Webster Elementary School Project

by Lisa Mascaro

Staff Writer for The Outlook

August 30, 1996

Scott Halley spent Saturday nearly knee deep in dirt at Webster Elementary School in Malibu, just as he had all summer building a park for the students. It was a dirty job, but if volunteers didn't do it, who would? "A lot of our kids go to school here" said Halley, whose daughter Avaryl, will be a fifth grader at the school. "It's nice. It's a little give back to the community." As schools fling open their doors next week to thousands of children on the Westside, they'll be ready with a little help from their friends.

Days before the cafeteria starts dishing out lunches and teachers start dishing out homework, legions of volunteers will have spruced up campuses from Malibu to Ocean Park in time for the youngsters' arrival. Parents, principles and a few school children have been tugging up weeds, raking leaves, cleaning classrooms and sweeping out summer cobwebs to make schools as pretty as possible. The makeover at Webster was among the most striking.

A Garden Springs Forth

There, a yard that for decades has been nothing more than a field of dirt has been transformed into a botanical playground. Pathways lead children to a scent garden with sweet smelling plants, a topiary garden of whimsical creatures, and areas with native plants, birdhouses and other themes. A brook runs along the western edge of the garden, and an outdoor amphitheater will allow classes to be held outside in the sunshine.

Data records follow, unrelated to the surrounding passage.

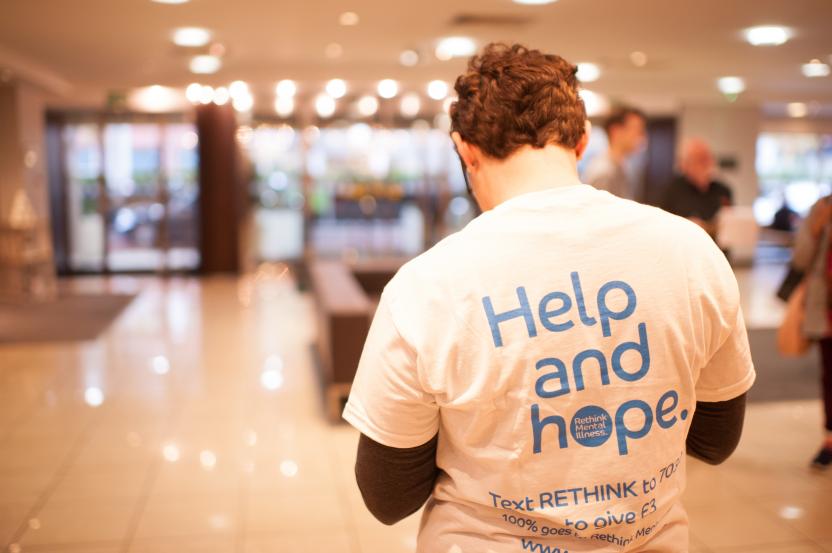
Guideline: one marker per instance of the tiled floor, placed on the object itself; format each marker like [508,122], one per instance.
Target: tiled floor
[194,425]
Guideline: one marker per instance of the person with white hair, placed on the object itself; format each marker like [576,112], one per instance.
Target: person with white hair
[695,194]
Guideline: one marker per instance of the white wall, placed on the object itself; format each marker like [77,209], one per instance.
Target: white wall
[731,131]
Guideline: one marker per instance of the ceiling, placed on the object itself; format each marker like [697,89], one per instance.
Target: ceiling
[85,48]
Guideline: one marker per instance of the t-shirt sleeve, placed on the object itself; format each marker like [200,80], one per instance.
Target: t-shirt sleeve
[728,370]
[387,402]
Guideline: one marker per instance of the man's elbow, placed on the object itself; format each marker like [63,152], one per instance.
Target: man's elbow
[712,456]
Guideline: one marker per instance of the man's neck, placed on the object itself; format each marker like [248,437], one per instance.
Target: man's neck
[528,170]
[617,154]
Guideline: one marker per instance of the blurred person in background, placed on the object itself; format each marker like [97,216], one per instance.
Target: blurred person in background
[813,256]
[526,376]
[626,135]
[694,193]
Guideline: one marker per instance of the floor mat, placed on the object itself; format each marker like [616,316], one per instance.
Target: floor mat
[71,317]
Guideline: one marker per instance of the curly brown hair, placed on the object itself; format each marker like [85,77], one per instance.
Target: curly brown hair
[511,96]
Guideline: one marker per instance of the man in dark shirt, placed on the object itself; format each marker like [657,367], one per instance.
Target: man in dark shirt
[694,194]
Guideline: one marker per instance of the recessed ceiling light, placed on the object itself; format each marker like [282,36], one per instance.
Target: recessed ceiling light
[446,105]
[730,85]
[368,106]
[437,90]
[411,104]
[286,88]
[797,109]
[409,58]
[336,88]
[334,51]
[387,88]
[639,59]
[325,105]
[588,72]
[815,68]
[767,35]
[205,64]
[455,47]
[284,105]
[348,19]
[191,37]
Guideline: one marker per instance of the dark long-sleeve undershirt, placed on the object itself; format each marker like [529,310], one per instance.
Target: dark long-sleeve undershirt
[395,482]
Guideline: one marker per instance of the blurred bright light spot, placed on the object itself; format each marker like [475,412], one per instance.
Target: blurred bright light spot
[160,364]
[156,99]
[459,206]
[336,88]
[442,122]
[595,103]
[289,469]
[286,88]
[455,47]
[93,396]
[588,72]
[767,35]
[368,106]
[730,85]
[325,105]
[797,109]
[170,452]
[205,64]
[193,93]
[208,459]
[438,90]
[815,68]
[446,105]
[387,88]
[192,37]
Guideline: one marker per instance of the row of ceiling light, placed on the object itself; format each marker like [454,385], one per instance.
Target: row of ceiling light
[447,48]
[239,95]
[767,36]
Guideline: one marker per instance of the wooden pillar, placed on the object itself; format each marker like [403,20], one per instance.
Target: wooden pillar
[222,191]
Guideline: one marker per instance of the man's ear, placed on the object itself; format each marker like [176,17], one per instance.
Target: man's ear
[584,141]
[468,153]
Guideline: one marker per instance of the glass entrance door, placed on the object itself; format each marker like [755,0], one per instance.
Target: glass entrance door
[133,196]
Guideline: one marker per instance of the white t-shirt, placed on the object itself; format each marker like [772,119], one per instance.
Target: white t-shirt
[558,345]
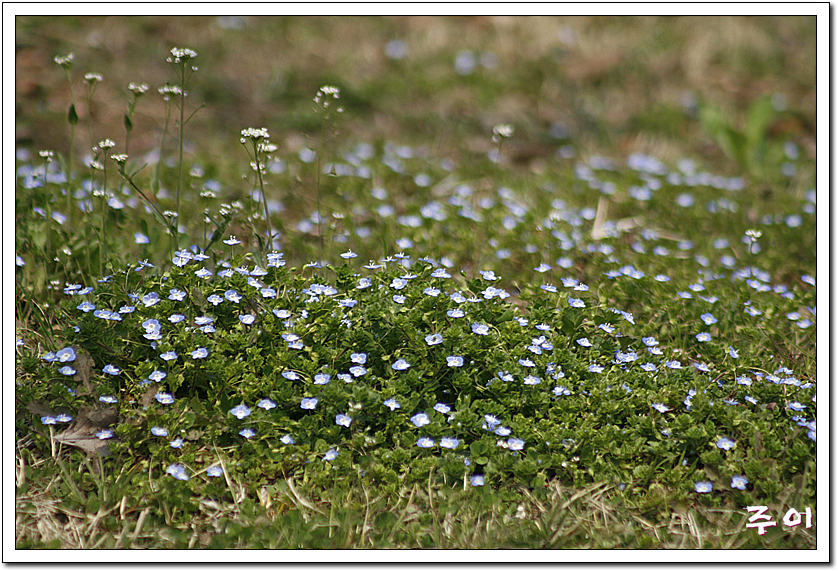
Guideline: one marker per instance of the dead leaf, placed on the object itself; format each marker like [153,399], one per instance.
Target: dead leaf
[82,432]
[84,366]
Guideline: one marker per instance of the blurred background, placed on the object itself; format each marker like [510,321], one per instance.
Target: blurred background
[610,85]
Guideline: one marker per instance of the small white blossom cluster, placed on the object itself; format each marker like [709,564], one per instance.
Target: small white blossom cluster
[180,54]
[324,94]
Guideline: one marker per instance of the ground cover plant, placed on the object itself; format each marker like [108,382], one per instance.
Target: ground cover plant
[364,342]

Looming over the entire enclave is a generations-old tree with it's many shade giving branches. "Poet's Park" as it is to be called, took 14 Saturdays to build, plus months of planning. Because the school raised only $15,000 of the $70,000 to $80,000 needed for the project, the Malibu Association of Contractors stepped in to do the job for free, said Principle Phil Cott, who watched the park come to life Saturday with green plants and bright flowers. "A lot of us grew up out here," said contractor Bill Kane who attended Webster school as a child. When he heard about the project, he signed up his company, Kane Construction, to help and was building planters Saturday as he had been much of the summer. "We've seen a lot of changes in the community. It's good to see some things still here --like the school."